My focus was to reproduce Monica's work, starting from her data pacakge backwards.

Understanding the data

For any reliable attempt on foreign data, you may agree with me, the best place to begin is the metadata. I understand the structure of a data package .json file, thanks to FD fellowship, and so I know that the first place to look at it the area containing the overall metadata of the whole data set. This is usually found at the bottom of the file, that is, if the handler cared to include any metadata. Be like Monica, she provided metadata. The overall metadata directed to the article associated with the data and provided the license, among other things. I found the field metadata to be very informative, for instance, a field label Day could mean a lot of things in and of itself. However, the entries "title": "Experimental day and "description": "Experiment ran for 63 days"contextualises the heading with clarity.

Recreating the data package

To do this you, at least, need the data. This was available. Monica had the associated data in GitHub; in a public repository and under a CC-BY-4.0 license, making it easily accessible. To reach the data the I copy-pasted the link, the value of the path key, which contains the resource identifier in a web client. The uniform resource identifier (URI) makes the data findable because it is uniquely associated with only that single item universally. The same link was used inside the Data Package Creator.
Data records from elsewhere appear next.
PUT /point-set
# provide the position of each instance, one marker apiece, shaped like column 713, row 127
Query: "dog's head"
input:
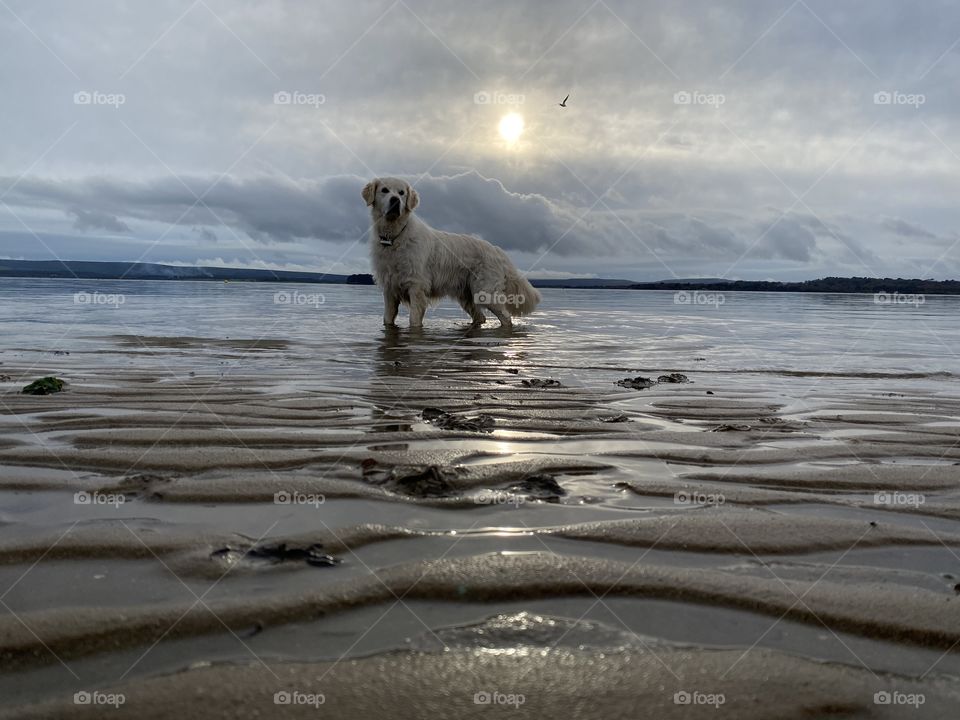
column 390, row 198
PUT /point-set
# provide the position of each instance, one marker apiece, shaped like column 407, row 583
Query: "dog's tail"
column 522, row 297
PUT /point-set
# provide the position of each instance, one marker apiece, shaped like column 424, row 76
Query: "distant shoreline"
column 93, row 270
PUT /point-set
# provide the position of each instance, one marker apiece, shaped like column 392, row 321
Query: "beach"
column 747, row 507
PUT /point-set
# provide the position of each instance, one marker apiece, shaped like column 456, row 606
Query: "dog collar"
column 387, row 242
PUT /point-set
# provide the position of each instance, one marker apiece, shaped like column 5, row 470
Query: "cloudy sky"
column 755, row 139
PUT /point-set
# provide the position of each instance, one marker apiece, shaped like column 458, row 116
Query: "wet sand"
column 199, row 533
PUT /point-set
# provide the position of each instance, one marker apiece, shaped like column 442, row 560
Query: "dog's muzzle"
column 393, row 209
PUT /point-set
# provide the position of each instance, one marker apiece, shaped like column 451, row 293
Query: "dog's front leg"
column 418, row 306
column 390, row 307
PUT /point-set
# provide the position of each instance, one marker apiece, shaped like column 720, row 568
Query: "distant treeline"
column 831, row 284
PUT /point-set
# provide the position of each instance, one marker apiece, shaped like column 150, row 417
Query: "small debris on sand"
column 447, row 421
column 539, row 487
column 44, row 386
column 637, row 383
column 538, row 382
column 281, row 552
column 430, row 482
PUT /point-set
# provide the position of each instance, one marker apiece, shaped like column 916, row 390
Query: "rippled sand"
column 200, row 522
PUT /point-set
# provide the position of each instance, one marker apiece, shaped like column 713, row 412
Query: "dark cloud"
column 93, row 220
column 906, row 229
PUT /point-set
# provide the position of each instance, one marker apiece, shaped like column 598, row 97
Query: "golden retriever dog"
column 416, row 265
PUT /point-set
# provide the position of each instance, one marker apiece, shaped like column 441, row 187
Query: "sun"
column 511, row 127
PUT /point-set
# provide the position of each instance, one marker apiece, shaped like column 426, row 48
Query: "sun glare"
column 511, row 127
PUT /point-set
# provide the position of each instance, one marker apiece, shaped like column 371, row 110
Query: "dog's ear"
column 369, row 191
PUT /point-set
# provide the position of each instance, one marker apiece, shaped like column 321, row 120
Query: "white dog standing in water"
column 416, row 265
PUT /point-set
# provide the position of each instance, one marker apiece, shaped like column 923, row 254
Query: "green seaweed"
column 44, row 386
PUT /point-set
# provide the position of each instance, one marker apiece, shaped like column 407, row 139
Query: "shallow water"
column 200, row 401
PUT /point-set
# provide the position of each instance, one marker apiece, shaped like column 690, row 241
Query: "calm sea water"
column 574, row 329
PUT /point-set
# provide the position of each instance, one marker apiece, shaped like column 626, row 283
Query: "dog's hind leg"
column 418, row 307
column 390, row 307
column 503, row 315
column 475, row 313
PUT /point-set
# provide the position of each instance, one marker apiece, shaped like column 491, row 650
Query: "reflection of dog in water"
column 417, row 265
Here is the package I recreated.

Validate the data package

On validating the data package I came across two warnings regarding row limits for the Algae.csv and Tiles.csv tables. There was one type format error for the Density field in the Algae data set. The error was occasioned by having the type as integer rather than number, as the field contain floats. On rectifying this in the data package I recreated the type error disappeared. I raised an issue with the solution on GitHub. The CSV and the JSON data formats allowed for interoperability given we, Monica and I, work on different software and hardware platforms.

Conclusion

Exchanging data packages and working backwards from them is an important test in the illustration of the overall goal of the Frictionless Data initiative. Remember, FD seeks to facilitate and promote open and reproducible research, consequently promoting collaboration. By trying to reproduce Monica's work I was able to capture an error, which I highlighted for her attention, thus improved the work. Exactly how science is supposed to work!